2.6 KiB
Run
When developing locally, this directory will contain run-time data required for the search engine. In a clean check-out, it only contains the tools required to bootstrap this directory structure.
Requirements
While the system is designed to run bare metal in production, for local development, you're strongly encouraged to use docker or podman. These are a bit of a pain to install, but if you follow this guide you're on the right track.
Set up
To go from a clean check out of the git repo to a running search engine, follow these steps. You're assumed to sit in the project root the whole time.
- Run the one-time setup, it will create the basic runtime directory structure and download some models and data that doesn't come with the git repo.
$ run/setup.sh
- Compile the project and build docker images
$ ./gradlew assemble docker
- Download a sample of crawl data, process it and stick the metadata into the database. The data is only downloaded once. Grab a cup of coffee, this takes a few minutes. This needs to be done whenever the crawler or processor has changed.

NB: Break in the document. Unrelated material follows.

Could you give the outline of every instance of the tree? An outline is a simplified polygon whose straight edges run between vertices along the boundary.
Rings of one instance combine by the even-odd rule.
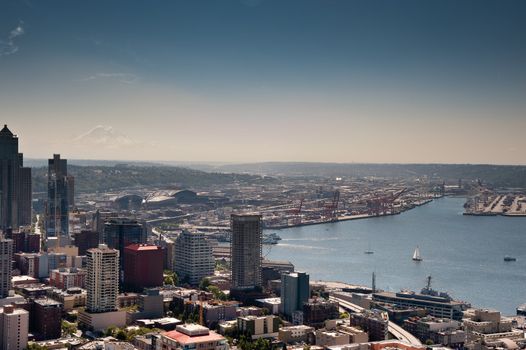
[[[207,288],[209,286],[210,286],[210,279],[206,277],[201,280],[201,283],[199,283],[199,289],[201,290],[208,290]]]
[[[77,333],[77,326],[74,323],[69,323],[68,321],[63,320],[61,323],[62,334],[64,335],[73,335]]]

$ docker-compose up -d mariadb
$ run/reconvert.sh
- Bring the system online. We'll run it in the foreground in the terminal this time
because it's educational to see the logs. Add
-d
to run in the background.
$ docker-compose up
- Since we've just processed new crawl data, the system needs to construct static indexes. Wait for the line 'Auto-conversion finished!'
When all is done, it should be possible to visit http://localhost:8080 and try a few searches!
Other Crawl Data
By default, reconvert.sh
will load the medium dataset. This is appropriate for a demo,
but other datasets also exist.
Set | Description |
---|---|
s | 1000 domains, suitable for low-end machines |
m | 2000 domains |
l | 5000 domains |
xl | 50,000 domains, basically pre-prod. Warning: 5h+ processing time |
To switch datasets, run e.g.
$ docker-compose up -d mariadb
$ ./run/reconvert.sh l
Experiment Runner
The script experiment.sh
is a launcher for the experiment runner, which is useful when
evaluating new algorithms in processing crawl data.